Is It Possible to Overcome Social Gap through Coproduction? : Kashiwa's Practical Experience As a Radioactive ‘Hotspot' after 3.11

Monday, July 14, 2014: 2:45 PM
Room: 501
Oral Presentation
Yasumasa IGARASHI , University of Tsukuba, Tsukuba, Ibaraki, Japan
Kashiwa, a typical commuter town in the Greater Tokyo Area, is a significant urban farming area where the principle of ‘local production for local consumption’ is here to stay. However, Kashiwa lapsed into being the most serious ‘hotspot’ within the Kanto region, and its farmers suffered from a sharp decrease in sales following heated media coverage. Under these circumstances, I convened the ‘Round-table Meeting for “Kashiwan Products for the Kashiwan People” towards Security and Safety’, and called for various local stakeholders—including farmers, supermarket owners, restaurant chefs and housewives within their childrearing years—to be engaged in that meeting. We deliberately and scientifically discussed a unique radioactivity determination method on local farm products and soil, and arrived at an agreement over our own acceptable standard of radioactivity level in farm products. By measuring radioactivity and transmitting the result, we achieved certain results for the recovery of the reliability of local farm products.
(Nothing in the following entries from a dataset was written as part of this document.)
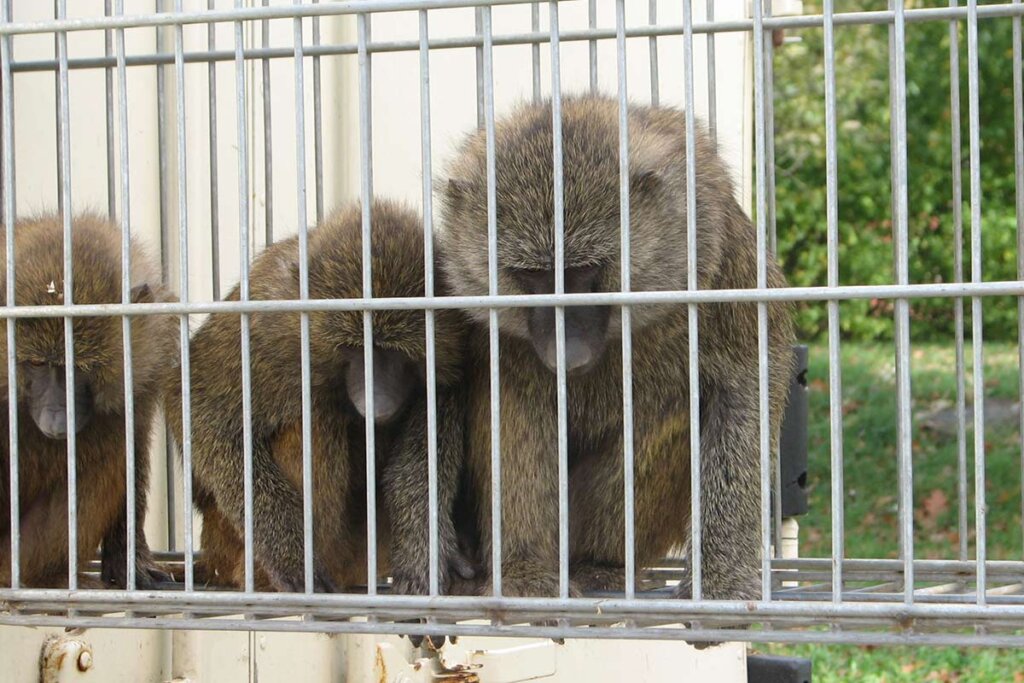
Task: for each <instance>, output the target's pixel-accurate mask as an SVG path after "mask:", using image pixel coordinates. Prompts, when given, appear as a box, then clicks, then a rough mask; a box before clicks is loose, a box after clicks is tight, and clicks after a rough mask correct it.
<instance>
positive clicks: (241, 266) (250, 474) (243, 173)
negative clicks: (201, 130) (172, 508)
mask: <svg viewBox="0 0 1024 683" xmlns="http://www.w3.org/2000/svg"><path fill="white" fill-rule="evenodd" d="M242 2H243V0H234V6H236V7H241V6H242ZM244 44H245V25H244V24H243V23H242V22H236V24H234V102H236V104H234V106H236V110H234V111H236V122H234V123H236V132H237V135H238V138H237V144H238V172H239V228H240V230H239V232H240V233H239V262H240V263H239V267H240V275H239V301H249V248H250V242H249V240H250V229H251V226H250V224H249V221H250V220H251V214H250V210H249V189H250V188H249V136H248V128H249V126H248V124H247V122H246V116H247V114H248V112H247V100H248V97H247V96H246V62H245V59H244V58H243V56H242V47H243V45H244ZM249 323H250V321H249V315H248V314H245V313H243V314H242V316H241V321H240V324H241V326H242V336H241V347H242V348H241V351H242V462H243V467H242V479H243V501H244V513H243V527H244V536H245V538H244V546H245V548H244V567H245V590H246V592H247V593H252V592H253V591H254V590H255V585H256V569H255V563H254V560H253V405H252V387H253V381H252V366H251V358H252V354H251V346H252V345H251V338H250V326H249ZM186 476H187V475H186Z"/></svg>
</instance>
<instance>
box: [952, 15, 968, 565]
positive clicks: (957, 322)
mask: <svg viewBox="0 0 1024 683" xmlns="http://www.w3.org/2000/svg"><path fill="white" fill-rule="evenodd" d="M958 4H959V0H949V5H950V6H951V7H955V6H956V5H958ZM958 25H959V22H950V23H949V132H950V139H951V150H950V153H951V160H952V161H951V169H950V170H951V171H952V179H953V186H952V196H953V202H952V204H953V206H952V210H953V280H954V281H955V282H957V283H962V282H964V183H963V179H962V176H961V168H962V160H961V148H962V147H961V106H959V94H961V89H959V29H958ZM953 326H954V328H955V330H954V333H953V334H954V335H955V343H956V503H957V505H956V511H957V528H958V530H959V559H962V560H964V561H967V559H968V530H967V529H968V521H967V518H968V511H967V507H968V500H967V378H966V371H965V362H964V299H962V298H959V297H957V298H956V299H954V300H953Z"/></svg>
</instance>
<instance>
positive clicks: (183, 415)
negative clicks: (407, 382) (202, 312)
mask: <svg viewBox="0 0 1024 683" xmlns="http://www.w3.org/2000/svg"><path fill="white" fill-rule="evenodd" d="M174 5H175V8H176V9H178V10H180V9H181V0H175V3H174ZM174 54H175V57H176V58H175V60H174V79H175V88H174V92H175V115H176V119H177V122H176V123H177V159H178V296H179V298H180V299H181V301H183V302H186V303H187V301H188V182H187V177H188V176H187V169H188V163H187V162H188V156H187V155H188V152H187V150H188V143H187V139H186V132H185V65H184V58H183V54H184V35H183V29H182V28H181V27H175V30H174ZM178 335H179V337H178V338H179V343H180V345H181V469H182V477H181V481H182V497H183V503H182V505H183V508H182V509H183V515H182V517H183V521H184V537H185V538H184V542H185V585H186V586H187V587H191V586H193V582H194V581H195V575H194V567H193V553H194V552H195V548H196V546H195V540H194V538H193V517H191V504H193V477H191V473H193V462H191V369H190V358H189V348H188V316H187V315H181V316H180V317H179V318H178Z"/></svg>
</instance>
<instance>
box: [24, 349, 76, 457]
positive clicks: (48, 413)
mask: <svg viewBox="0 0 1024 683" xmlns="http://www.w3.org/2000/svg"><path fill="white" fill-rule="evenodd" d="M18 370H19V372H20V373H22V378H23V379H22V381H23V383H24V386H25V388H26V391H25V393H26V394H27V396H28V403H29V415H31V416H32V420H33V422H35V423H36V426H37V427H39V431H41V432H43V434H44V435H46V436H47V437H49V438H55V439H62V438H67V436H68V391H67V383H66V375H65V367H63V366H57V365H50V364H47V362H42V361H31V360H30V361H26V362H23V364H20V368H19V369H18ZM74 395H75V432H76V433H80V432H81V431H82V429H84V428H85V426H86V425H88V424H89V421H90V420H91V419H92V414H93V400H92V390H91V389H90V387H89V380H88V378H87V377H84V376H83V374H82V373H75V391H74Z"/></svg>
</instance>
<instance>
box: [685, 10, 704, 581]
mask: <svg viewBox="0 0 1024 683" xmlns="http://www.w3.org/2000/svg"><path fill="white" fill-rule="evenodd" d="M683 101H684V102H685V104H684V108H685V117H686V123H685V125H686V290H687V291H688V292H690V293H692V292H696V291H697V193H696V173H697V166H696V122H695V121H694V113H693V108H694V106H695V105H696V100H695V99H694V96H693V16H692V13H691V7H690V0H684V2H683ZM686 325H687V346H688V355H689V358H688V362H689V366H688V370H689V394H690V395H689V411H690V582H691V587H692V588H691V596H692V599H693V600H700V598H701V579H702V563H701V559H700V558H701V556H702V548H701V538H702V537H701V527H702V522H703V520H702V519H701V516H700V515H701V512H700V507H701V506H700V460H701V453H700V355H699V336H698V331H697V307H696V305H694V304H688V305H687V306H686Z"/></svg>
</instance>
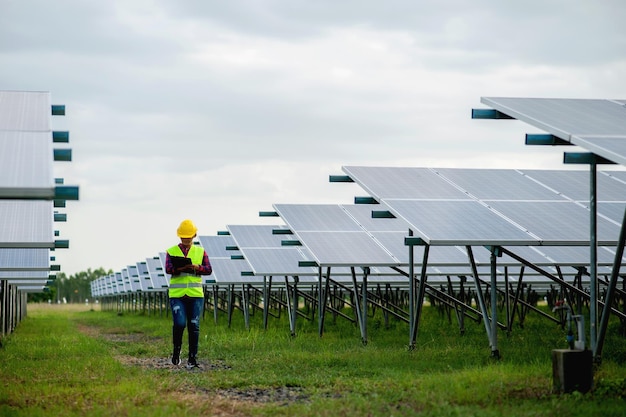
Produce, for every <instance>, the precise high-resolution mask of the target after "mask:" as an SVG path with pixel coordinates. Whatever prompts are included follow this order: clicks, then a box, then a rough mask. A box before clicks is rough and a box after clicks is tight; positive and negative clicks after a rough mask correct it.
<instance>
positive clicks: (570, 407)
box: [0, 305, 626, 416]
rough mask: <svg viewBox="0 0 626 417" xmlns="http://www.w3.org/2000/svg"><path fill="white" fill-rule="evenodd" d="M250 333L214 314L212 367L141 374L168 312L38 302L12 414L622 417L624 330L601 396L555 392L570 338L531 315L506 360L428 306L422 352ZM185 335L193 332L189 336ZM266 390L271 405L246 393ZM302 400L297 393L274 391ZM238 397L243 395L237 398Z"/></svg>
mask: <svg viewBox="0 0 626 417" xmlns="http://www.w3.org/2000/svg"><path fill="white" fill-rule="evenodd" d="M260 321H261V318H260V315H256V316H254V317H253V320H252V323H251V329H250V330H246V329H245V327H244V324H243V320H242V318H241V317H240V315H236V316H235V320H234V321H233V324H232V326H231V327H230V328H229V327H228V326H227V325H226V318H225V317H222V316H221V317H220V320H219V322H218V324H215V323H214V322H213V320H212V315H211V314H209V313H207V316H206V319H205V320H204V321H203V322H202V325H201V332H202V336H201V342H200V351H199V356H200V359H201V360H202V361H204V362H205V363H210V364H212V365H216V366H214V367H213V366H211V367H208V369H207V368H205V369H204V370H203V371H191V372H190V371H187V370H181V369H175V368H174V367H170V366H165V367H163V366H162V367H160V368H151V367H148V366H142V365H141V363H142V362H141V361H142V360H146V361H149V360H155V359H161V360H162V361H165V358H167V357H168V355H169V353H170V350H171V347H170V345H171V340H170V337H171V336H170V335H171V322H170V318H169V317H158V316H157V317H155V316H150V317H148V316H144V315H141V314H133V313H125V314H124V315H121V316H118V315H117V314H115V313H111V312H101V311H91V310H89V308H88V307H85V306H82V307H76V306H74V307H63V306H36V305H29V314H28V317H27V318H26V319H25V320H24V321H23V322H22V323H21V324H20V325H19V326H18V328H17V329H16V331H15V332H14V333H13V334H12V335H10V336H9V337H7V338H6V339H5V340H4V341H3V342H4V343H3V344H4V347H3V348H0V375H1V379H0V416H50V415H54V416H56V415H63V416H83V415H89V416H172V415H175V416H196V415H197V416H200V415H203V416H208V415H222V416H244V415H254V416H276V415H278V416H295V415H297V416H412V415H420V416H422V415H425V416H472V415H476V416H505V415H506V416H511V415H514V416H555V415H567V416H589V415H602V416H622V415H623V414H624V410H625V409H626V400H625V398H626V362H625V360H624V359H625V358H626V354H625V352H626V346H625V345H626V343H624V342H625V340H624V338H623V337H621V336H619V335H617V323H614V324H613V323H612V326H611V328H610V330H609V338H608V339H607V341H606V345H605V355H604V360H603V363H602V365H601V367H600V368H599V369H597V370H596V371H595V389H594V391H593V392H591V393H587V394H580V393H573V394H567V395H557V394H553V393H552V392H551V390H552V363H551V351H552V349H554V348H565V347H566V346H565V338H564V334H563V332H562V330H561V329H560V328H559V327H558V326H555V325H553V324H551V323H548V322H547V321H546V320H545V319H541V318H539V317H538V316H537V315H535V316H533V315H532V314H531V315H530V316H529V317H527V320H526V323H525V327H524V329H515V330H514V331H513V332H512V333H511V334H510V335H508V336H507V335H506V334H505V333H504V332H501V333H500V339H499V342H500V346H499V347H500V352H501V355H502V358H501V359H500V360H498V361H496V360H494V359H492V358H491V357H490V350H489V346H488V343H487V338H486V336H485V329H484V326H483V325H482V324H481V323H473V322H472V323H467V324H466V326H467V329H466V332H465V334H464V335H463V336H461V335H460V334H459V331H458V327H457V326H456V324H455V323H454V322H452V323H449V322H448V320H447V319H444V318H442V317H440V316H439V315H438V314H437V313H436V311H434V310H432V309H430V308H428V307H425V309H424V318H423V320H422V322H421V324H420V332H419V336H418V343H417V348H416V349H415V350H414V351H408V350H407V348H406V345H407V344H408V328H407V325H406V324H404V323H400V322H392V323H391V326H389V328H385V326H384V325H383V323H382V321H381V320H380V318H378V317H374V318H370V322H369V328H368V333H369V343H368V344H367V345H366V346H363V345H362V344H361V342H360V335H359V332H358V329H357V328H356V327H355V326H353V325H352V324H350V323H348V322H346V321H345V320H340V319H338V321H337V322H336V323H333V322H332V321H329V322H328V324H327V326H326V332H325V334H324V336H323V337H322V338H320V337H319V336H318V335H317V325H316V321H315V320H314V321H312V322H306V321H304V320H302V319H300V320H299V321H298V329H297V336H296V337H291V336H290V335H289V328H288V324H287V321H286V317H283V318H281V319H280V320H272V321H271V322H270V328H269V329H268V330H266V331H265V330H262V329H261V325H260ZM185 337H186V335H185ZM256 392H263V393H266V394H267V395H268V396H269V401H251V400H248V399H246V398H242V396H244V395H252V394H254V393H256ZM279 392H283V393H284V392H289V393H290V394H289V395H287V396H286V397H285V396H283V397H273V395H274V394H275V393H279ZM232 393H238V394H239V396H236V397H233V396H231V394H232Z"/></svg>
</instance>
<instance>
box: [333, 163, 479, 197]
mask: <svg viewBox="0 0 626 417" xmlns="http://www.w3.org/2000/svg"><path fill="white" fill-rule="evenodd" d="M342 169H343V171H344V172H345V173H346V174H348V176H349V177H350V178H352V180H354V181H355V182H356V183H358V184H359V186H360V187H362V188H363V189H364V190H365V191H367V192H368V193H369V194H370V195H371V196H372V197H374V198H376V199H377V200H380V199H381V198H411V199H470V197H469V196H468V195H466V194H465V193H463V192H462V191H460V190H459V189H457V188H455V187H454V186H453V185H452V184H450V183H449V182H447V181H445V180H444V179H443V178H441V177H440V176H438V175H437V174H436V173H435V172H434V171H433V170H431V169H429V168H408V167H359V166H348V167H343V168H342Z"/></svg>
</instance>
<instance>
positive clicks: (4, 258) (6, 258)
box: [0, 248, 50, 271]
mask: <svg viewBox="0 0 626 417" xmlns="http://www.w3.org/2000/svg"><path fill="white" fill-rule="evenodd" d="M37 269H39V270H50V250H49V249H30V248H27V249H22V248H3V249H0V271H9V270H13V271H16V270H37Z"/></svg>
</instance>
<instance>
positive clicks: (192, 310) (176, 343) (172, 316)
mask: <svg viewBox="0 0 626 417" xmlns="http://www.w3.org/2000/svg"><path fill="white" fill-rule="evenodd" d="M170 307H171V308H172V319H173V320H174V326H173V327H172V339H173V341H174V348H176V347H180V346H182V344H183V333H184V331H185V327H187V331H188V333H189V334H188V339H189V357H192V356H193V357H195V356H196V355H197V354H198V340H199V339H200V316H201V315H202V310H203V308H204V298H202V297H182V298H170Z"/></svg>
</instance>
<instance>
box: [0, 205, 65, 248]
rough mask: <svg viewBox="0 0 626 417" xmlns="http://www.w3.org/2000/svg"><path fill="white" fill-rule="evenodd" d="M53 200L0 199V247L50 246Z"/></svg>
mask: <svg viewBox="0 0 626 417" xmlns="http://www.w3.org/2000/svg"><path fill="white" fill-rule="evenodd" d="M52 205H53V203H52V202H51V201H39V200H0V213H2V216H0V247H2V248H53V247H54V236H53V230H52V219H53V207H52Z"/></svg>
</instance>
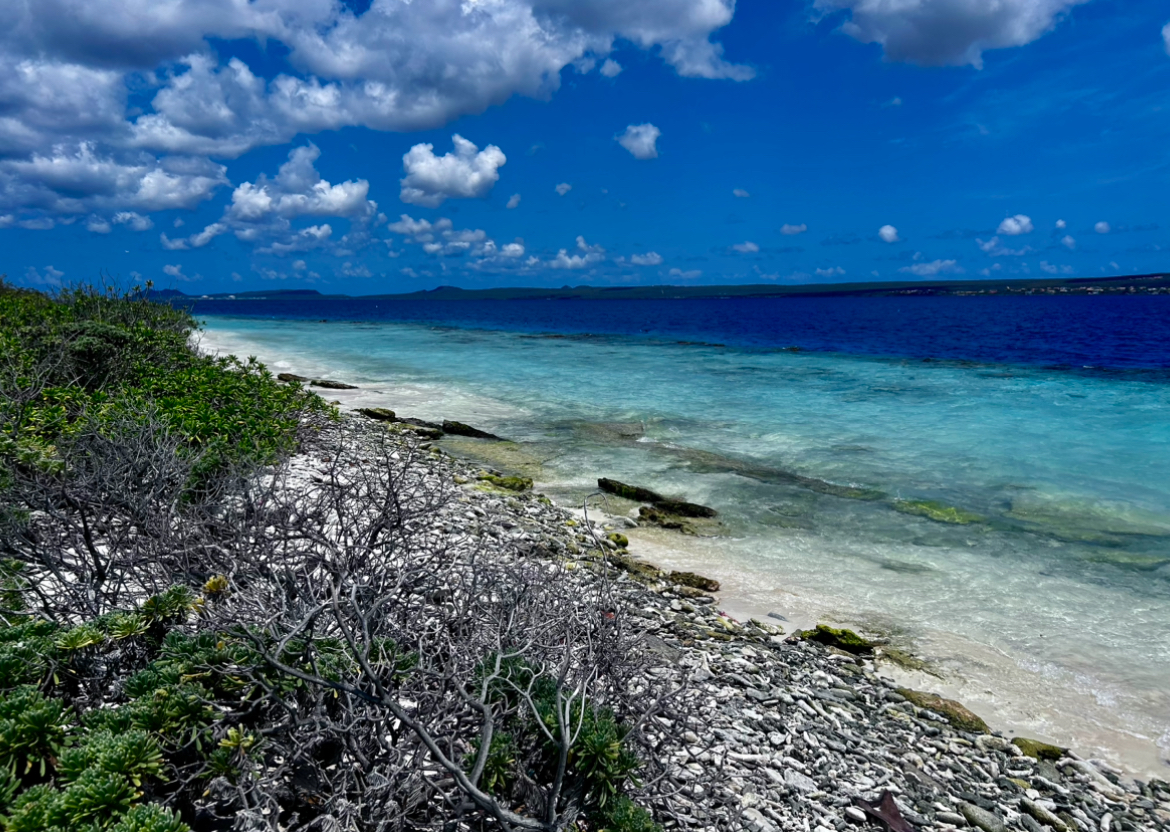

Our primal motivation to convene the meeting was to overcome the ‘gap within the local community’, namely, the pointless conflict between consumers and farmers after the Fukushima accident, which was mainly derived from the asymmetric nature of ‘choice’ and ’mobility’ between them. Redefining local consumers and farmers as Kashiwan citizens sharing the same locality and issues, we strategically aimed to connect the local consumers, who have an attachment to the locality and wish to peacefully eat local products, with the local farmers, who intend to build personal relationships with the consumers. However, our community-oriented risk-communication strategy had a critical limitation: apart from the assumed local customers, it was impossible to reach a wider range of consumers via our marketing strategy. On the basis of this practical experience in Kashiwa, this presentation will discuss social ‘coordination’ and trust-building between people with opposite interests under the risk of uncertainty.